Дед рассказывал, что за первые месяцы блокады в городе исчезли почти все собаки, кошки и даже голуби. Как биологические виды. Еще через пару месяцев на рынках внезапно появились замороженные котлеты. Они были из человеческого мяса. Об этом не говорили вслух, но все прекрасно знали. Он потом часто вспоминал, что их с матерью соседка постоянно повторяла, что «сдохнет, но человечину есть не будет». «Свое обещание она сдержала — умерла с голоду», — спокойно резюмировал дед.

Положение Вальтера несколько смягчало то, что мать была военным врачом и получала повышенный паек.
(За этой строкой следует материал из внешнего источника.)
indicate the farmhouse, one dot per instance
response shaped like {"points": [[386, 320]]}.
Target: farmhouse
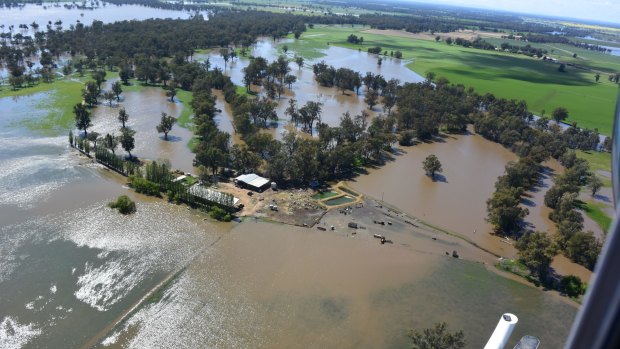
{"points": [[252, 181]]}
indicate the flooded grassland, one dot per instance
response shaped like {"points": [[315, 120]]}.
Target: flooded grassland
{"points": [[70, 267]]}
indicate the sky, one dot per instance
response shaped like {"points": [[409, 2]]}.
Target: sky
{"points": [[600, 10]]}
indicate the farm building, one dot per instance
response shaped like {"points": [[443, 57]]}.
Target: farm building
{"points": [[252, 181]]}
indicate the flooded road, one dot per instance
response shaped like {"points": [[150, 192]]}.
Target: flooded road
{"points": [[70, 266], [457, 201], [277, 286], [144, 108]]}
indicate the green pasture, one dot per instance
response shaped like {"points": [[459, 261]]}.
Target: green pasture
{"points": [[506, 75]]}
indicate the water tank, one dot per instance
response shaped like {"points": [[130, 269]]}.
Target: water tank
{"points": [[502, 332]]}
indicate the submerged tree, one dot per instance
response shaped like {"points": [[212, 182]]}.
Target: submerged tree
{"points": [[432, 165], [110, 142], [127, 140], [300, 61], [82, 118], [123, 117], [372, 98], [437, 337], [165, 125], [536, 251], [117, 90]]}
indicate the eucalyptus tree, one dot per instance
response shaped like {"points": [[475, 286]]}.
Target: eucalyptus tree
{"points": [[123, 116], [165, 124]]}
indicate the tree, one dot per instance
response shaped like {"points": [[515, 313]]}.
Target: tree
{"points": [[110, 142], [594, 184], [125, 74], [82, 117], [290, 79], [109, 96], [94, 137], [559, 114], [123, 117], [372, 97], [172, 91], [437, 338], [117, 89], [300, 61], [123, 204], [503, 210], [127, 140], [165, 125], [572, 286], [225, 56], [90, 92], [432, 165], [583, 248], [99, 77], [536, 251]]}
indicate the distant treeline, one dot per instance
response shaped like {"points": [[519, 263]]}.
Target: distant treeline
{"points": [[558, 39]]}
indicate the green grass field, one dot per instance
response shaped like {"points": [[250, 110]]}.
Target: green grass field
{"points": [[596, 213], [605, 63], [63, 94], [599, 161], [539, 83]]}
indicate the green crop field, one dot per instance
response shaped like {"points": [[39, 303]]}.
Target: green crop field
{"points": [[506, 75]]}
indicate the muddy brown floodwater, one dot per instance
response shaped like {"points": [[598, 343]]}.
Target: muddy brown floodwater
{"points": [[144, 108], [457, 200], [276, 286], [335, 103]]}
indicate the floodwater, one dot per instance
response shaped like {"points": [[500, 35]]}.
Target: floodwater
{"points": [[144, 108], [70, 267], [276, 286], [457, 200], [335, 103], [107, 13]]}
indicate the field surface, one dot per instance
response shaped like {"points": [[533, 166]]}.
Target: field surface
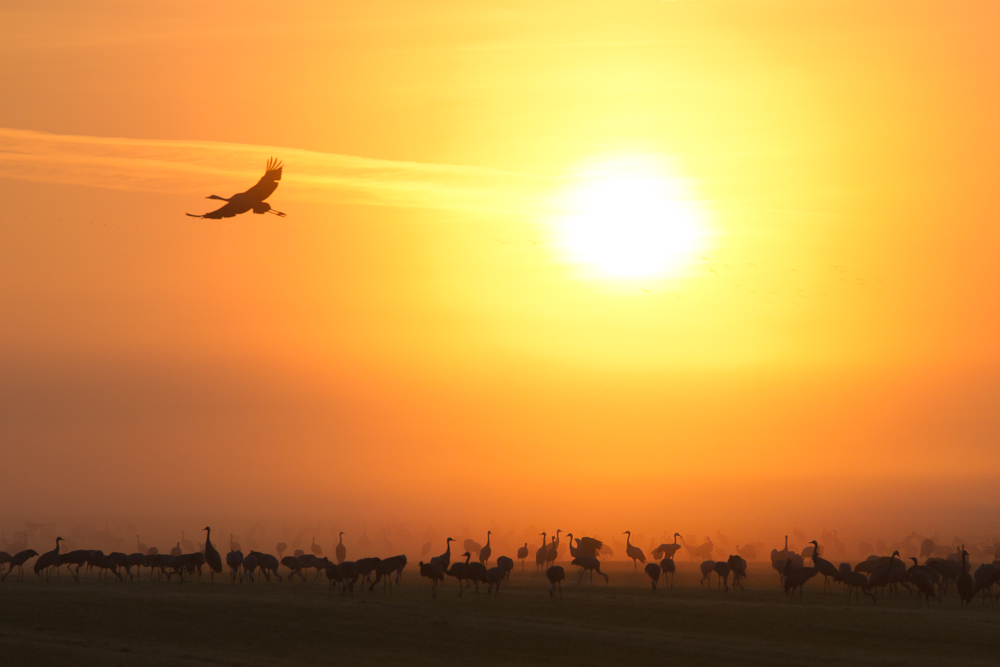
{"points": [[160, 623]]}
Было безумно тяжело, но есть человечину все же не пришлось. А если бы и пришлось, то я уверен, что он бы так же отстраненно мне об этом рассказал.

Хотя вот самого Вальтера чуть не съели. В блокадном Ленинграде это была обычная практика — малолетние урки сбивались в стаи и охотились за самыми слабыми и больными. Ну и, конечно, за детьми. По словам деда, многие из ленинградских каннибалов по происхождению почему-то были татарами. Потому особое отношение к этому народу дед пронес сквозь всю свою жизнь. Места фальшивой политкорректности в ней точно не было.

И все же Вальтеру повезло. Он смог выжить и не пойти на котлеты. А потом и вовсе его с матерью эвакуировали по той самой «дороге жизни». В тылу моя прабабка продолжала исполнять профессиональный долг, ухаживая за тифозными больными. Вскоре она сама заразились и умерла. К 13 годам мой дед стал полным сиротой.

После войны Вальтер смог списаться со старшим братом, который прошел все бои и остался жив. Мой дед вернулся домой, но дома больше не было. Да и улицы не было. Ее стерли с лица земли крупнокалиберные германские снаряды. После нескольких месяцев неприкаянной жизни у родственников и знакомых Вальтер смог устроиться на Северный флот юнгой и покинул родной Ленинград навсегда.

С днем снятия блокады, друзья. Не всегда черную как Нева правду можно отличить от цветастой, разукрашенной лжи. Иногда это и вовсе невозможно. Но в этот день для меня действительно важно совсем другое. Больше некому провести мне экскурсию по городу-герою Ленинград.